Although several staging schemes exist, the most widely used staging system is the one used at the St. Jude's Children's Hospital (Table 9.6).

Table 9.6

Stage St. Jude's staging system for childhood non-Hodgkin's lymphoma
I Single tumor or nodal area outside the abdomen or mediastinum
II Single tumor with regional node involvement Two or more tumors or nodal areas on one side of the diaphragm Primary gastrointestinal tumor (resected) with or without regional node involvement
III Tumors or lymph node areas on both sides of the diaphragm Any primary intrathoracic disease or extensive intra-abdominal disease Any paraspinal or epidural tumors
IV Any bone marrow or CNS involvement regardless of other sites of involvement

Similar to HL, NHL must be considered in any child with lymphadenopathy.

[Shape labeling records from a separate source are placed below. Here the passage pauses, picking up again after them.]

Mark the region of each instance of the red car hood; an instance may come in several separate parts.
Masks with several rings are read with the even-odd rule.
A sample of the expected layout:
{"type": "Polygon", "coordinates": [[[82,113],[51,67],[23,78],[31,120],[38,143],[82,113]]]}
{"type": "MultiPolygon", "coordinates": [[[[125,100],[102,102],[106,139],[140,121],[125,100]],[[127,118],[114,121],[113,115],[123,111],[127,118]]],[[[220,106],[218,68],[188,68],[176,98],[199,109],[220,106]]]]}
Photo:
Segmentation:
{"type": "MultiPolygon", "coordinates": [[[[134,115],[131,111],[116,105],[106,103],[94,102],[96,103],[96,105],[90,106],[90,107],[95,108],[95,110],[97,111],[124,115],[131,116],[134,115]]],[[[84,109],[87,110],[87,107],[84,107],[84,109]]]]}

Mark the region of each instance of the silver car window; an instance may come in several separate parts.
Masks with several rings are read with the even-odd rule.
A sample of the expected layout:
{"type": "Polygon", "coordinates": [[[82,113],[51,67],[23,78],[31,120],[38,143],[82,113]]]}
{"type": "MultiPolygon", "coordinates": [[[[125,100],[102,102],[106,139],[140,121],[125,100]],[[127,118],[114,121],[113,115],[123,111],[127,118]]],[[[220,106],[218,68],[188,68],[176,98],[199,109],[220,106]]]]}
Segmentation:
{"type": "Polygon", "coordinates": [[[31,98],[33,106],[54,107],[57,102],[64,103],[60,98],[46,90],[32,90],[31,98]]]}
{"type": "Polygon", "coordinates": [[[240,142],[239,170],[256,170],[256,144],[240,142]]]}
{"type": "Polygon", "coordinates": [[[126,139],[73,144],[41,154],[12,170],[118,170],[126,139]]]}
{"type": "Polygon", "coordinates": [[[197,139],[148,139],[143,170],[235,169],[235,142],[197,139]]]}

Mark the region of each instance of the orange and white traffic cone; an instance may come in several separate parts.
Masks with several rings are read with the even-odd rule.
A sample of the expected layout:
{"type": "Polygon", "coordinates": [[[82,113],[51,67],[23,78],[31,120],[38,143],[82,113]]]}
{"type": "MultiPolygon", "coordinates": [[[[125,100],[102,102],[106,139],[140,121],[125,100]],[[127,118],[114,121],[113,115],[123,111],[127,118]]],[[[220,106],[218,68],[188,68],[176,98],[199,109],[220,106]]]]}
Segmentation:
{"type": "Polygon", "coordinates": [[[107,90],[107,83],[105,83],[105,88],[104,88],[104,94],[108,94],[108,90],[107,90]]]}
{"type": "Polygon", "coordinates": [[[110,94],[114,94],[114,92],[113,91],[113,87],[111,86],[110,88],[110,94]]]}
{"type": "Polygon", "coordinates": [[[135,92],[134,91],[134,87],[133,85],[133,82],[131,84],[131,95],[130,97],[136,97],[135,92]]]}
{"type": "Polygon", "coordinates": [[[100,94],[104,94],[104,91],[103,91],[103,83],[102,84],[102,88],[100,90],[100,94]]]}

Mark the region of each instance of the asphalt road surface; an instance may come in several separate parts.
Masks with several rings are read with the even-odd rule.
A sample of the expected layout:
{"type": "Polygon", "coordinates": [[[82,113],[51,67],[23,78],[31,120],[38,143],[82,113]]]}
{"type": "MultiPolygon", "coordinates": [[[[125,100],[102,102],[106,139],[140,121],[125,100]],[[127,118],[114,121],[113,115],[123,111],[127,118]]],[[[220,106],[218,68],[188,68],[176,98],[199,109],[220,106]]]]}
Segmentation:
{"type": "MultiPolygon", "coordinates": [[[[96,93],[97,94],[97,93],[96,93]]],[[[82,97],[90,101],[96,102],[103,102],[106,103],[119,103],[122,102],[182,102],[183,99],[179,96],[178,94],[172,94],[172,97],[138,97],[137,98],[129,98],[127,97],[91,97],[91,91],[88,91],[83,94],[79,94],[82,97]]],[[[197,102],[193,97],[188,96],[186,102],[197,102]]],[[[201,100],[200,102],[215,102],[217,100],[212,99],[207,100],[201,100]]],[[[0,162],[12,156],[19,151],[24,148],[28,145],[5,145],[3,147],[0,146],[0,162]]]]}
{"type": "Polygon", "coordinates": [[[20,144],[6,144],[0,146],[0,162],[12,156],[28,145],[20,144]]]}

However, most children with B-cell lymphoma present with a palpable abdominal tumor or a mediastinal tumor. In children, NHL occurs predominantly in the chest and abdomen.

All NHL tumors grow rapidly and have a tendency for widespread systemic dissemination. All lymphatic tissue may be involved including that of lymph nodes, Peyer's patches, the thymus, Waldeyer's ring, pelvic organs, liver and spleen. Extralymphoid involvement can be seen in the skin, testis, bone and central nervous system (CNS).

Nearly 75% of children with lymphoblastic lymphoma present with a large, bulky, anterior mediastinal mass which may compress the trachea or create superior vena caval obstruction. Most common presenting symptoms include dyspnea, wheezing, stridor, swelling of the head and neck and sometimes dysphagia.

Pleural effusions (often bilateral) are frequently present; cytologic examination of the fluid can be diagnostic.

Up to 80% of children will present with cervical or axillary lymphadenopathy.

In patients with generalized lymphadenopathy and/or hepatosplenomegaly, bone marrow and CNS involvement should be suspected.

Bone marrow involvement may cause diagnostic confusion in determining whether the child has NHL with bone marrow involvement or leukemia. Although somewhat arbitrary, patients with greater than 25% bone marrow blasts are considered to have leukemia and children with less than 25% bone marrow blasts are considered to have lymphoma.

Small, noncleaved cell lymphomas most often (up to 90%) present in the abdomen as a fast growing tumor. Other sites of involvement include Waldeyer's ring, testis, nasal sinuses, bone, bone marrow, the central nervous system, peripheral lymph nodes and skin.

 

The African endemic form often appears at the orbit or in the jaw (>70%) while the sporadic form almost always presents as abdominal disease. The endemic form has a peak incidence at around 7 years of age and the sporadic form affects children from a broader age distribution.

More than half of abdominal cases involve the small bowel and probably originate in the Peyer's patches. The presenting symptoms are usually abdominal pain, anorexia, or tenderness. Rarely the presentation is intestinal obstruction caused by intussusception with the lymphoma as the lead point.

Large-cell lymphoma usually occurs at extranodal sites and is frequently widely disseminated at the time of presentation. It seldom involves the gastrointestinal tract. Primary sites include the skin, testis, eye, tonsils, soft tissues and sometimes the mediastinum. The peak incidence of the large-cell lymphoma is at puberty.

Patients may also present with B symptoms.